The Los Angeles Times said Thursday that Redding Medical Center is a relatively small hospital with 228 beds, however it was one of Tenet's most profitable facilities, due in large part to the high number of cardiac surgeries that have been performed since 1995.
One such patient was country music star Merle Haggard, who had a pair of wire mesh stents to support cardiac arteries implanted in his heart in 1997 by one of the surgeons now under scrutiny.
"I suspected when it was done to me, that I didn't need an operation," the 65-year-old Haggard told the Times this week. "The whole thing has made me mad; I'm just waiting here for the FBI to contact me."
According to Haggard, the drummer in his band went to the Redding hospital three years ago with chest pains and was told by the same doctor that he would need a heart transplant. Drummer Biff Adams sought a second opinion and had his problem cleared up with a prescription for Coreg, a blood pressure medication.

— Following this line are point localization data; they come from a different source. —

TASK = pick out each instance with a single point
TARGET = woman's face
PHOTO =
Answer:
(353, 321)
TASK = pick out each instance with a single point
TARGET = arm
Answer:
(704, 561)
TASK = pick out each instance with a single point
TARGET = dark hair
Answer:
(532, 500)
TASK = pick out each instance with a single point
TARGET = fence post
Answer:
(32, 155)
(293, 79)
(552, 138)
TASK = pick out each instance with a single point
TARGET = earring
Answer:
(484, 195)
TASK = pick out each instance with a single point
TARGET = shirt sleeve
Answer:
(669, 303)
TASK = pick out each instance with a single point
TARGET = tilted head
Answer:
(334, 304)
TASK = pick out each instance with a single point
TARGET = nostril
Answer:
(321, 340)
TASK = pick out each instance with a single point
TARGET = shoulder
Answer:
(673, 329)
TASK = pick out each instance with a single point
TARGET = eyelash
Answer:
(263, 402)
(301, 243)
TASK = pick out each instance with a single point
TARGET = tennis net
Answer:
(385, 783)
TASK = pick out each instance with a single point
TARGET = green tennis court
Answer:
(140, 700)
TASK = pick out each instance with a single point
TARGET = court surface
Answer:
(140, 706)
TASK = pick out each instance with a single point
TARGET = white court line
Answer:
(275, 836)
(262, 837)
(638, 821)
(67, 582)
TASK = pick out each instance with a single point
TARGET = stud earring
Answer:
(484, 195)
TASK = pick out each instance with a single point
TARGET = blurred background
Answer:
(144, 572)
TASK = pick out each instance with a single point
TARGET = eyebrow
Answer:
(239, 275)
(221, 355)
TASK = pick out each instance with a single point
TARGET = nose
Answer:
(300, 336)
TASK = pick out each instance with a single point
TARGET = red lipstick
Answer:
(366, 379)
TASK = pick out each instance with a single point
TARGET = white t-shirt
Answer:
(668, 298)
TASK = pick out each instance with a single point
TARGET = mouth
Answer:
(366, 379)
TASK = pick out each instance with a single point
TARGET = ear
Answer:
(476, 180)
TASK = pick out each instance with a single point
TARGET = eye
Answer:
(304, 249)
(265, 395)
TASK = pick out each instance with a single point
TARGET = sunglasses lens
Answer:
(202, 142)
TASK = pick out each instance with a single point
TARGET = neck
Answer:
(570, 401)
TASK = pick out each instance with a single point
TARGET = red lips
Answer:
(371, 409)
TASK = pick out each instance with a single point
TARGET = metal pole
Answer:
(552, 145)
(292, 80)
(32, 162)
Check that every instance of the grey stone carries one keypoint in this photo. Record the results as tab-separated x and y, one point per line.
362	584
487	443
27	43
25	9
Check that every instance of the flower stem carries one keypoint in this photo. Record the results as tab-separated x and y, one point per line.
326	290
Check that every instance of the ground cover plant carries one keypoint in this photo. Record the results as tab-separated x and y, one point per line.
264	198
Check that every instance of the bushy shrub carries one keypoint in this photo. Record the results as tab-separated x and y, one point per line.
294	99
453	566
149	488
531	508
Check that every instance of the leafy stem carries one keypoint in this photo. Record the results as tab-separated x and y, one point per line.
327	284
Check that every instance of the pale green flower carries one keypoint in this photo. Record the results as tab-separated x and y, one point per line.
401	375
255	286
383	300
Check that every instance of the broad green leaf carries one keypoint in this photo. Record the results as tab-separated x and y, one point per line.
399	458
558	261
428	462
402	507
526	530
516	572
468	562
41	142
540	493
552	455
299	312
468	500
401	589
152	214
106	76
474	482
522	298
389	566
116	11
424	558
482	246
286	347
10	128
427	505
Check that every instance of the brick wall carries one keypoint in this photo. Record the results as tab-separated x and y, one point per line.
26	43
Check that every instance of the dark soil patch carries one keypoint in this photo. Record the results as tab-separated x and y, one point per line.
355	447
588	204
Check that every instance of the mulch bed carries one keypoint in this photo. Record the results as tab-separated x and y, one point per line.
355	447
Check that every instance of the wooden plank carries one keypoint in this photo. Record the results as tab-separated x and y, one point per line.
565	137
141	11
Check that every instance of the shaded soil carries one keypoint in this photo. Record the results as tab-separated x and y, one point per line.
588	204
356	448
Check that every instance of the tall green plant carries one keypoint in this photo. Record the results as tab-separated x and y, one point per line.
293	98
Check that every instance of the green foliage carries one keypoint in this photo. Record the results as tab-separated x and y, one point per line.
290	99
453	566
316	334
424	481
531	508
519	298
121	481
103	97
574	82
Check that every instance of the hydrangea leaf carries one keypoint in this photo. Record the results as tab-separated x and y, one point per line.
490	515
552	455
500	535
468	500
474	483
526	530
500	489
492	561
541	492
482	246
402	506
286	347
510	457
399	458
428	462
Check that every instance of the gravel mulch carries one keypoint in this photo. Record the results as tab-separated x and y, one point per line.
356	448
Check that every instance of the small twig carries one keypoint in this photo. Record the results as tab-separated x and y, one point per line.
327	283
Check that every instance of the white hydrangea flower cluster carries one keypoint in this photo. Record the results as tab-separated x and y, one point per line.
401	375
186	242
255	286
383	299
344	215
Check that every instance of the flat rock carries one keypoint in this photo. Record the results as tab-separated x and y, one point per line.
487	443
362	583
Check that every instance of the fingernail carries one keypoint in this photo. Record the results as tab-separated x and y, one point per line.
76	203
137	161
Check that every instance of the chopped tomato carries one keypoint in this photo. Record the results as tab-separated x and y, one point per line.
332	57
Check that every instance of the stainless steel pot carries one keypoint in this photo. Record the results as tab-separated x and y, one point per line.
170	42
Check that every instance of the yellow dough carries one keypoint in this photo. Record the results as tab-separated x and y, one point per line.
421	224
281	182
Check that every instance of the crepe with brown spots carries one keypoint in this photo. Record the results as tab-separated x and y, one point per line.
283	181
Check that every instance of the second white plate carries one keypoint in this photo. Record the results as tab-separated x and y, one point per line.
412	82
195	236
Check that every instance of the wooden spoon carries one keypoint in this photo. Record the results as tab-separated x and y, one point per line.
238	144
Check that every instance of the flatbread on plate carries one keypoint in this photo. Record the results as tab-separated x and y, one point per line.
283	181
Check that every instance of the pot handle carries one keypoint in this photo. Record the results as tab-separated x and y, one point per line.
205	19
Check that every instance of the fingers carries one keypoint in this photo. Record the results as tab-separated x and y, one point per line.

"That straightened me out," Adam informed the Times. "I didn't need a heart transplant -- that's for damn sure."
The Times also said the California Attorney General's office planned to go to court Friday to seek a restraining order barring the two surgeons caught in the investigative spotlight from practicing medicine until the FBI probe is completed.
The California Nurses Association and the Institute for Health and Socio-Economic Policy issued a joint press release Thursday claiming that 10 percent of the Medicare payments received by Tenet were in the form of outlier payments compared to a 3.5-percent average for hospitals nationwide.
"The data raises some critical questions," warned Kay McVay, president of the CNA, which has been a frequent critic of Tenet. "Has Tenet's aggressive pricing policies led to inappropriate qualification of some medical procedures as outlier cases to generate higher profits?"
"The outlier issue and other scandals circulating around Tenet today again demonstrate the inherent problem of market-driven medical care," she added.
Barbakow said he was confident Tenet would be vindicated by the audit and that the company's earnings would continue to grow. He said the higher level of outlier payments at Tenet hospitals appeared to be simply the result of higher base prices that Tenet charges.
"As I carefully studied our Medicare outlier situation over the last two weeks, it became clear to me that formulas that drive these outlier payments were affected by our overall pricing," Barbakow said. "In some cases, particularly aggressive pricing strategies created increasing outlier payments. That's simply not the way I want to do business at Tenet, nor do I want such a perception to exist in anyone's mind."